Gillian Cross
- London
- LAW (Lucas Alexander Whitley)
Biography
Gillian Cross was born in London in 1945, and studied at Somerville College, Oxford and the University of Sussex.
She is the author of several children's books, including the popular 'Demon Headmaster' stories, comprising of: The Demon Headmaster (1982); The Prime Minister's Brain, later republished as The Demon Headmaster and the Prime Minister's Brain (1985); Hunky Parker is Watching You (1994), later republished as The Revenge of the Demon Headmaster (1994); The Demon Headmaster Strikes Again (1996); The Demon Headmaster Takes Over (1997); and Facing The Demon Headmaster (2002). These books were made into a successful BBC television series, and a musical, which first went on tour in 1998.
Her first children's book was The Runaway (1979) and this has been followed by many other novels of wide-ranging subject matter, including Born of the Sun (1983), set in South America; On The Edge (1984); A Map of Nowhere (1988); and The Dark Behind the Curtain (1985); all shortlisted for several awards. Wolf (1990), won the 1990 Carnegie Medal, and The Great Elephant Chase (1992), won the 1992 Whitbread Children's Book Award and the Nestlé Smarties Prize.

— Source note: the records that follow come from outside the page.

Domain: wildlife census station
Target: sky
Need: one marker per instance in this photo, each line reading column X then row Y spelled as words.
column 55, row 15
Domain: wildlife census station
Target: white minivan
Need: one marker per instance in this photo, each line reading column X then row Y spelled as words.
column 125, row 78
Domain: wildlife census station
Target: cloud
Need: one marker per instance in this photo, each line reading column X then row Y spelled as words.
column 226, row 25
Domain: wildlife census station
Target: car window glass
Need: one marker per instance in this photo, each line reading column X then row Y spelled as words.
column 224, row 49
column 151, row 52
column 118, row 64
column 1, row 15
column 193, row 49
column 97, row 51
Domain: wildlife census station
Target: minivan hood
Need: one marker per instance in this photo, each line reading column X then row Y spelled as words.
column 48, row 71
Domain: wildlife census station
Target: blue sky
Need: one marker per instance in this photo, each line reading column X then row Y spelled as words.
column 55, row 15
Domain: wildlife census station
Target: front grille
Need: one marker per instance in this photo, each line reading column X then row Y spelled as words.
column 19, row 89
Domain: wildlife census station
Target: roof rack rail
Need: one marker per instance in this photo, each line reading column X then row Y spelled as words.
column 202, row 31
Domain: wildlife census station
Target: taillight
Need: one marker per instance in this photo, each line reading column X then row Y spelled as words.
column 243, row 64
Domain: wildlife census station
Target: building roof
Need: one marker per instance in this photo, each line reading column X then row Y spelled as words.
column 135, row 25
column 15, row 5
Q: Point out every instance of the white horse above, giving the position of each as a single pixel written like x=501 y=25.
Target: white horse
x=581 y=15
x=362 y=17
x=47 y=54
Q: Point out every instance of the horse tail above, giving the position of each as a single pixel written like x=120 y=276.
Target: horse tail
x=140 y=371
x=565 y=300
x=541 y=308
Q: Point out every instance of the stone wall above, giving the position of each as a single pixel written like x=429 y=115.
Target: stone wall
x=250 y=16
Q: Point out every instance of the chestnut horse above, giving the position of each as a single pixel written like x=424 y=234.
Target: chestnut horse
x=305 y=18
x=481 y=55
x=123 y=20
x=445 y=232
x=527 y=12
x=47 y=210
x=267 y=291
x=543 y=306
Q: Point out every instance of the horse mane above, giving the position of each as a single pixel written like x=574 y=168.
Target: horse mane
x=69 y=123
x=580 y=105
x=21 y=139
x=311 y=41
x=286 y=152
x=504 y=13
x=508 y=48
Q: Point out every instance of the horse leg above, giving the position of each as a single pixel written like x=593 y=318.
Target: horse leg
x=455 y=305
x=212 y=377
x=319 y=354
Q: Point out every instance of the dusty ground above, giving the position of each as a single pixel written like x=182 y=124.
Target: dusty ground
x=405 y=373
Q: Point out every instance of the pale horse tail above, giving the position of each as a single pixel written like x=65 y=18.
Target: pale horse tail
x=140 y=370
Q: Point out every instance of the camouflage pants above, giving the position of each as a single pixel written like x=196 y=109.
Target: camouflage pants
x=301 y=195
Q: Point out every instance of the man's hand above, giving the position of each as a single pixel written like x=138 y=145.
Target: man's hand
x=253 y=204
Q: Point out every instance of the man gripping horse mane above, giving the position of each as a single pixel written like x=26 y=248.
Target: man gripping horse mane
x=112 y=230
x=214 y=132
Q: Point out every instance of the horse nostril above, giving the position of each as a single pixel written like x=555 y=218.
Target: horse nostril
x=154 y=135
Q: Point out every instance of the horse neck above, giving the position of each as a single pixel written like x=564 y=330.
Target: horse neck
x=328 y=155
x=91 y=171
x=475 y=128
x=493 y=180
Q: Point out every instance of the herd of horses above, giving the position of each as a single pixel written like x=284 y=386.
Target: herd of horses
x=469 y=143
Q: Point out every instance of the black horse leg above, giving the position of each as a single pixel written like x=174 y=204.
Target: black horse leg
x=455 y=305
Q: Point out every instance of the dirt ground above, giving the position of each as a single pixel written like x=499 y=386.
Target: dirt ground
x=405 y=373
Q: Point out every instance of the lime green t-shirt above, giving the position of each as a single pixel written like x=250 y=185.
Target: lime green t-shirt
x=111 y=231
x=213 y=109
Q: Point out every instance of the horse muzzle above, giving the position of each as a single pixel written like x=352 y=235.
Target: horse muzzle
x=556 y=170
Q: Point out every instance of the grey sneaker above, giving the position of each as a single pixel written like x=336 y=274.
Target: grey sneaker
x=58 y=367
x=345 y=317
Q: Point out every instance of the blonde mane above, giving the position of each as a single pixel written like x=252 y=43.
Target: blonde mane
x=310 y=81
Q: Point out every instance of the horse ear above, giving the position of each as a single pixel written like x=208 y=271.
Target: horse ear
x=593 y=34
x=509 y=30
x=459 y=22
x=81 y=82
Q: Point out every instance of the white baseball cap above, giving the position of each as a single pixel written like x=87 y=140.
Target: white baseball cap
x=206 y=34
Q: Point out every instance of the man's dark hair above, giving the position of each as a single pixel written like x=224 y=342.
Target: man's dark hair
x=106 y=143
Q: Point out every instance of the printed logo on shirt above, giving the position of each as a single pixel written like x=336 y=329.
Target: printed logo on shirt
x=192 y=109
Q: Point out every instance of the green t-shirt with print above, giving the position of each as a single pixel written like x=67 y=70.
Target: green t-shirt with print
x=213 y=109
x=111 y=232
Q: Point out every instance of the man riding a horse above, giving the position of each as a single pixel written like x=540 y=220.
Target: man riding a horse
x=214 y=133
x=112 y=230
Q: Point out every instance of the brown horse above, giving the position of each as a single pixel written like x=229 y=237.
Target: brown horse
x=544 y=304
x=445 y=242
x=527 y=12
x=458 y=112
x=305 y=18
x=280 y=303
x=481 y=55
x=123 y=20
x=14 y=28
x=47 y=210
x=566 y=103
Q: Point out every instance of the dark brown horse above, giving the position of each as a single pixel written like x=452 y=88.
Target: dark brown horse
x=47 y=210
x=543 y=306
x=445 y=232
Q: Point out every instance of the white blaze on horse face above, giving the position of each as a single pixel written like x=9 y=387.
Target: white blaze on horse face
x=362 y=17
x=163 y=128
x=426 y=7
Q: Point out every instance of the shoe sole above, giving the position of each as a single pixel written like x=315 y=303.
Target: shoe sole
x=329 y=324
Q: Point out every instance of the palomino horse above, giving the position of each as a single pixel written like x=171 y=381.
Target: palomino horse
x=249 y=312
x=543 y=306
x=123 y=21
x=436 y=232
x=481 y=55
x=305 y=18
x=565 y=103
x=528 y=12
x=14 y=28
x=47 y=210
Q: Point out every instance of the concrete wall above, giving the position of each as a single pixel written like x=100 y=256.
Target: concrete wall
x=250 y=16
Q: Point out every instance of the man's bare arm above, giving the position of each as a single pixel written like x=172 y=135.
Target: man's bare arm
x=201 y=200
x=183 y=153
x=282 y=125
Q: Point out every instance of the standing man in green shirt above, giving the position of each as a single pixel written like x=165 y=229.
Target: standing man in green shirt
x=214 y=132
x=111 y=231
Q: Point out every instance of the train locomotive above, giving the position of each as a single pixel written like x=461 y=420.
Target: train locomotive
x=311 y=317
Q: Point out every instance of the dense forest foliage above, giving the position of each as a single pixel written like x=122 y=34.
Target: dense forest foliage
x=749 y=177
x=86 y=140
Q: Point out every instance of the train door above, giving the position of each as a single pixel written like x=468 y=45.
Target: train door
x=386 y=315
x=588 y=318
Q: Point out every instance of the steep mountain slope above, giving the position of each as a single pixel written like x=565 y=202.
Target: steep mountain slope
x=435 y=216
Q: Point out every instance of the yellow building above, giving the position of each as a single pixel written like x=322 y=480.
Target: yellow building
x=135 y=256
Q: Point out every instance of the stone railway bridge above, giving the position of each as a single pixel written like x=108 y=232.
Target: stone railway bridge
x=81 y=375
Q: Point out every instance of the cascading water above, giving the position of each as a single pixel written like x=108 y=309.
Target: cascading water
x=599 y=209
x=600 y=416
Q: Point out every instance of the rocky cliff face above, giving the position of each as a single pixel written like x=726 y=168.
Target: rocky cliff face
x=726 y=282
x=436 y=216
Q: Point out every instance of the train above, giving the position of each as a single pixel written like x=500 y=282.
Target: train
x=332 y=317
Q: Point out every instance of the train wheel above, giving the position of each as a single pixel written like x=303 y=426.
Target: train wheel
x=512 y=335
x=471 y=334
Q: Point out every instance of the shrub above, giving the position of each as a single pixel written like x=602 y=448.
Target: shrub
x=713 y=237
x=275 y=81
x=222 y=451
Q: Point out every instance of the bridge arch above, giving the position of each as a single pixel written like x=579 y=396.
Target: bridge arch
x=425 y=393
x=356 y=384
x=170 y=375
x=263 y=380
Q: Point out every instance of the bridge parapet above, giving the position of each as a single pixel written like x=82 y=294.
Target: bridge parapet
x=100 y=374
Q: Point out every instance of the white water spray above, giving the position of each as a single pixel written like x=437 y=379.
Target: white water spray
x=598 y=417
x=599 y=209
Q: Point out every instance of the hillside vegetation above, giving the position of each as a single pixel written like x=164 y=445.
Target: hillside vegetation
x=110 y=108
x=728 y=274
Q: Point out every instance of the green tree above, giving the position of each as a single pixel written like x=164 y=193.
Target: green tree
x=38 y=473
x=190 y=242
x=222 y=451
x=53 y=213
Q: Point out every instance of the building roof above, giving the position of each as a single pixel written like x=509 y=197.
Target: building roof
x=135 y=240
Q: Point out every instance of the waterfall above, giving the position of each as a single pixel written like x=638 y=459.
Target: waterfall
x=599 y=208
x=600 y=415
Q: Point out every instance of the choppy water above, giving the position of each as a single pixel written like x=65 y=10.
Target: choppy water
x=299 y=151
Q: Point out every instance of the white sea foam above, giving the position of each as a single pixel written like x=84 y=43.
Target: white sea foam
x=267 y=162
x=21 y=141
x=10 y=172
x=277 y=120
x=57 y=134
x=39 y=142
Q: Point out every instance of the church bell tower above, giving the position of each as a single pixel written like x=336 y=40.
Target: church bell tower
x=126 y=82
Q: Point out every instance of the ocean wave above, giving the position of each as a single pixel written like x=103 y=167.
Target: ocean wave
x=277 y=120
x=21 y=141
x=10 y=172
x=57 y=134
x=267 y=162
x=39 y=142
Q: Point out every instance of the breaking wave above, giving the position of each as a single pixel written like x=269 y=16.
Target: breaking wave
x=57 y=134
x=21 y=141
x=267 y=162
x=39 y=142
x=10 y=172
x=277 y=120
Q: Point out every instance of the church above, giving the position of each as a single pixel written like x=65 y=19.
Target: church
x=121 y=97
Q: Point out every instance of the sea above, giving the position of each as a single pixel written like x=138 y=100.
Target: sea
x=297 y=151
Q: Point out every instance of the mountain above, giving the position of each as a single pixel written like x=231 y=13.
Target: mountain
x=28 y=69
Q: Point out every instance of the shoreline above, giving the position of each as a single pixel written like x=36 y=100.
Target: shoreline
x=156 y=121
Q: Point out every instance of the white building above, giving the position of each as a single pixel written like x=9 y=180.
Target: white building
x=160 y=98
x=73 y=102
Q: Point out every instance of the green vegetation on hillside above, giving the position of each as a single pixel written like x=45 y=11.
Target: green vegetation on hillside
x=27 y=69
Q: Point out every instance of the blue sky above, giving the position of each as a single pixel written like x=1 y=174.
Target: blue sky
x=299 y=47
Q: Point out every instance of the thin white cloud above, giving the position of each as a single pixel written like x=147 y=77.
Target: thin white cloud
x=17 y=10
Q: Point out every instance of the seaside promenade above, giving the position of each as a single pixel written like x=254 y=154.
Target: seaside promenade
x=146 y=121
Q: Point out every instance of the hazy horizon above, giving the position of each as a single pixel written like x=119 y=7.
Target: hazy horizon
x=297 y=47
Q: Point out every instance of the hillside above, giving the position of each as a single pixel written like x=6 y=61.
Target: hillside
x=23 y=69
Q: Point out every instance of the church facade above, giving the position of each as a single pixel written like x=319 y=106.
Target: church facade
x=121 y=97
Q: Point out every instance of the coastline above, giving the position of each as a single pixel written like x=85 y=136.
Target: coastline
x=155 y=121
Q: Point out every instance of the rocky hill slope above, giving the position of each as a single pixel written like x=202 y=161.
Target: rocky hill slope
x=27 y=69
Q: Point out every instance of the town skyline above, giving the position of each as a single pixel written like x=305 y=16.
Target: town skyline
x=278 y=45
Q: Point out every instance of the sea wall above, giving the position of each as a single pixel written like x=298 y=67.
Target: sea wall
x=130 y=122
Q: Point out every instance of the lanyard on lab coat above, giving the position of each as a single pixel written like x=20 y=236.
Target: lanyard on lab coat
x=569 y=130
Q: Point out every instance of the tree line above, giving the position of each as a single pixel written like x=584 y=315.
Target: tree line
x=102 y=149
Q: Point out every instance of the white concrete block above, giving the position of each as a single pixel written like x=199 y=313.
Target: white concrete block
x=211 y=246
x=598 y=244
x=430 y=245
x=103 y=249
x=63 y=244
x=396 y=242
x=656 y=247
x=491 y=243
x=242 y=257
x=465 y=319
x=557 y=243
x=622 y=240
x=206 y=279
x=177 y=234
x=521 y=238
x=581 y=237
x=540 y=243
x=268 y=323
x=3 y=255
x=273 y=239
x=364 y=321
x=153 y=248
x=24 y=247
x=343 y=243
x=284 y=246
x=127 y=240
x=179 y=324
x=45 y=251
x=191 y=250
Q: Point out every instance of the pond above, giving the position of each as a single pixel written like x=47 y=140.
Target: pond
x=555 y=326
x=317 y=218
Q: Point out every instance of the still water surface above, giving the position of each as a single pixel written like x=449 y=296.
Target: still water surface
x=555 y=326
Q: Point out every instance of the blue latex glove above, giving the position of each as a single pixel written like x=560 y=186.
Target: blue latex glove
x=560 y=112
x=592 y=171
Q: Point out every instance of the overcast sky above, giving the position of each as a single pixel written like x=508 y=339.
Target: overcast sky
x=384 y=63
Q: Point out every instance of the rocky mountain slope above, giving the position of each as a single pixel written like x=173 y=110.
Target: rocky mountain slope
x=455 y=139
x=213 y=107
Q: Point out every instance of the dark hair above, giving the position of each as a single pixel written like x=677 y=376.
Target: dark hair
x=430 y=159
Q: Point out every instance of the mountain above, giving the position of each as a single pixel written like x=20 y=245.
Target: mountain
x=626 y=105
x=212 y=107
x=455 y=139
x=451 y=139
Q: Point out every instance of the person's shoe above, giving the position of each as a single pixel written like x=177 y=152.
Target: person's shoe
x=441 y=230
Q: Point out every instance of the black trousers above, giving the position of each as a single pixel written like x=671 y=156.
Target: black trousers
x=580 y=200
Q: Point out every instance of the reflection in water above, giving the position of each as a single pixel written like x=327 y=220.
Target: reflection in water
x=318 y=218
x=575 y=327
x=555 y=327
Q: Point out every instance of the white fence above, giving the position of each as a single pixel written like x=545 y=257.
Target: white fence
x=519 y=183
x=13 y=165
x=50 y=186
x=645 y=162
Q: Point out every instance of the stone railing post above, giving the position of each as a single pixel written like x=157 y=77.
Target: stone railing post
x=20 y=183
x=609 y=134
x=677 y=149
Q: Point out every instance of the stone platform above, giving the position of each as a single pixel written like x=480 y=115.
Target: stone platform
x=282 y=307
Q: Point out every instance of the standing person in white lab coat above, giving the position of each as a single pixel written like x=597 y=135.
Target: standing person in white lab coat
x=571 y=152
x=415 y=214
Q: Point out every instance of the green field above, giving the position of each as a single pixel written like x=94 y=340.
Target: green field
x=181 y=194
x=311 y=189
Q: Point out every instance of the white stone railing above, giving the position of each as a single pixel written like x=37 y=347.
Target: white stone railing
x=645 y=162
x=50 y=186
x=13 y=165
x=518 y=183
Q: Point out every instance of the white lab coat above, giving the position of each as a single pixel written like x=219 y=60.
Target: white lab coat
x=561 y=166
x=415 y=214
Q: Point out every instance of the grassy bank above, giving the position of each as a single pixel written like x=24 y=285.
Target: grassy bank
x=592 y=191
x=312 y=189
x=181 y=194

Her recent books The Dark Ground (2003), The Black Room (2005), and The Nightmare Game (2006), form The Lost trilogy, a fantasy adventure series. She has also published a picture book for younger children, Brother Aelred's Feet (2007). Her latest books are Where I Belong (2007) and After Tomorrow (2013).
Gillian Cross lives with her family in Warwickshire.
Bibliography
Awards
Author statement
I write because I have always been curious about what it would feel like to be someone else, in a different situation. Fiction is a wonderful way of exploring that. As a child, I did it by dressing up and imagining adventures for myself. Then I discovered that writing the adventures down made them more vivid and absorbing, because I had to sharpen up my imaginary world if I wanted other people to visualise it. Sharpening up the imaginary world helped me to understand the real one better and sparked off more questions. The older I get, the more my curiosity grows, and every book I write is a new exploration.